When infected by a virus, a cell uses specific defense mechanisms developed in the course of a long evolution. Thus, it can activate enzymes that disrupt or prevent replication of the viruses within the cell.
But viruses, too, have their own strategies against the host cell’s defense troups. By closely studying the interaction between cell and virus, scientists of the German Cancer Research Center (Deutsches Krebsforschungszentrum, DKFZ) are gaining valuable insights for the development of safe and functioning viral vectors for use in oncology.
“Viruses are of special interest for oncology, not only as disease-causing agents, but also as therapeutic tools,” said Professor Martin Löchelt of the Division of Genome Modifications and Carcinogenesis at DKFZ. Using a cat virus belonging to the spuma (foamy) retrovirus family as a model, working groups headed by Löchelt and Dr. Carsten Münk of the Paul Ehrlich Institute in Langen, jointly with collaborators from Leipzig and Paris, have been studying the mechanisms by which the viruses effectively avoid the host cell’s defense.

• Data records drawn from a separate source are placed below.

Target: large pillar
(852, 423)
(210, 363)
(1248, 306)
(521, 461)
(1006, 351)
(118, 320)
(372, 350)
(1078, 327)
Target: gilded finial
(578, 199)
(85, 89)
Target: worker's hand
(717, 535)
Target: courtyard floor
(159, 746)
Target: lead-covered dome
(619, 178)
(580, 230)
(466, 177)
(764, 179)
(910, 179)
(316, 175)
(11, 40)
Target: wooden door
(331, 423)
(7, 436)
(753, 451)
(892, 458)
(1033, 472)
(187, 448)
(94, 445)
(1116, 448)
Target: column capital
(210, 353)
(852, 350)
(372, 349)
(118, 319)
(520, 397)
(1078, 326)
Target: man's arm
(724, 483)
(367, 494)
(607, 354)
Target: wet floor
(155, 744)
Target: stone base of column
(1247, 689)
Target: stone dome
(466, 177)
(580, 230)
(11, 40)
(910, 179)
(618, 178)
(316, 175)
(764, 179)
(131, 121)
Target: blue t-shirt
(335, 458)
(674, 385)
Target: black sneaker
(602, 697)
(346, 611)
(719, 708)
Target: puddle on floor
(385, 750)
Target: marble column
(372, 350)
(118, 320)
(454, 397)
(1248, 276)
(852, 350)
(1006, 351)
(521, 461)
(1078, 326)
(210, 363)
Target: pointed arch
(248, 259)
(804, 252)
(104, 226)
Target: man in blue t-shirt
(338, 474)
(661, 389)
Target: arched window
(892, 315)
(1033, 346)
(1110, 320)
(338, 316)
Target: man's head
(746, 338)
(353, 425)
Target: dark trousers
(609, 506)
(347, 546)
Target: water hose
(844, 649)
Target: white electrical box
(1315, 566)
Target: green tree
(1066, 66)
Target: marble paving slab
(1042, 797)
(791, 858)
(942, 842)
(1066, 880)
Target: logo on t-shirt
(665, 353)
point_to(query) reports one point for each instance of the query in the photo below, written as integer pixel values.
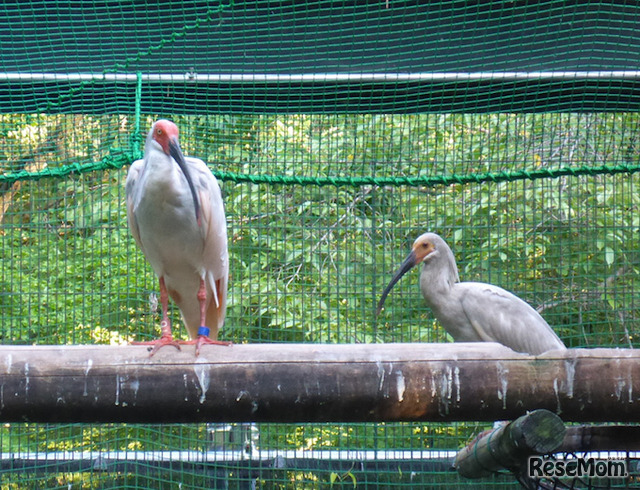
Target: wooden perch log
(509, 446)
(601, 438)
(315, 383)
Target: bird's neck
(437, 283)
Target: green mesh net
(339, 133)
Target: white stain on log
(503, 383)
(570, 369)
(400, 385)
(202, 374)
(442, 383)
(557, 392)
(86, 376)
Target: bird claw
(159, 343)
(203, 339)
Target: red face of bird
(423, 248)
(165, 133)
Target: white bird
(473, 311)
(176, 216)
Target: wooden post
(315, 383)
(508, 446)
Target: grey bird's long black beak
(408, 264)
(176, 153)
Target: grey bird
(176, 216)
(473, 311)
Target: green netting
(339, 132)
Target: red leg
(166, 337)
(203, 331)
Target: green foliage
(308, 263)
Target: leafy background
(309, 262)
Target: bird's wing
(135, 171)
(500, 316)
(214, 229)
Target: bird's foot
(203, 338)
(156, 345)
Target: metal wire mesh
(326, 181)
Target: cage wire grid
(339, 133)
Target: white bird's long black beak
(408, 264)
(176, 153)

The feline foamy viruses produce a protein named Bet that neutralizes a key weapon of the host cell against retroviral single-strand DNA, an enzyme called APOBEC3. As a result of Bet expression, the virus can replicate freely within the cell and the infection takes its course. However, if the viral Bet protein is inactivated using a trick, the cell is able to effectively prevent virus replication and thus to fight the infection. Strategies like the Bet protein are also used by other viruses such as HIV to disable cellular defense mechanisms. The interaction between enzyme and viral protein is specific to a species, which is one reason why infections are not easily transmitted from one species to another.